The price of choosing money over data is set at £3.99 per month for mobile users and £2.99 per month for web users. By paying, users can remove all advertising from their linked accounts. By not paying, they implicitly agree to continue the existing arrangement where their online behaviour is analysed to serve them personalised ads.
This new framework has been accepted by the UK’s Information Commissioner’s Office (ICO). The watchdog sees this binary choice as legally compliant because it offers a clear alternative to the previous system, where users had no option but to agree to data processing for ads. The ICO believes this gives users meaningful control, as required by UK law.

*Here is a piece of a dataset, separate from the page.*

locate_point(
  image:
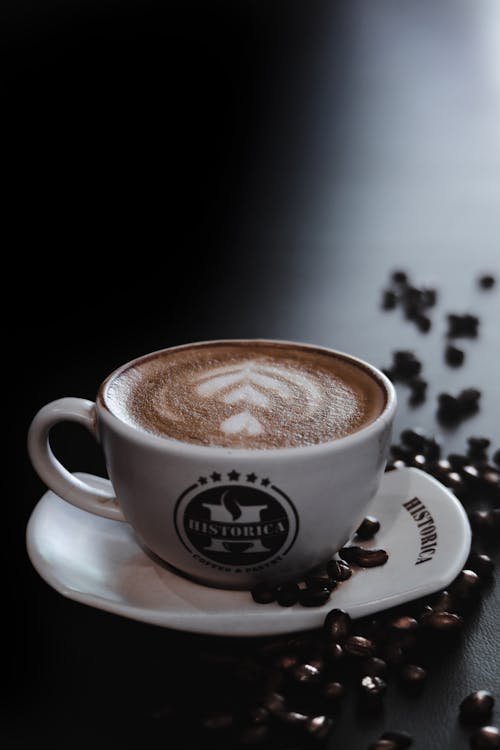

However, European Union regulators have fundamentally rejected this dilemma. The European Commission fined Meta €200m, ruling that forcing users to choose between their privacy (data) and their money is coercive and violates the Digital Markets Act. The EU argues for a third option: a free service that respects privacy by default.
For UK users, the choice is now unavoidable. The regulatory solution championed by the ICO is one that directly confronts them with the commercial value of their personal information. They must now decide each month whether the price of privacy is worth paying, or if the convenience of a free service is worth the cost of their data.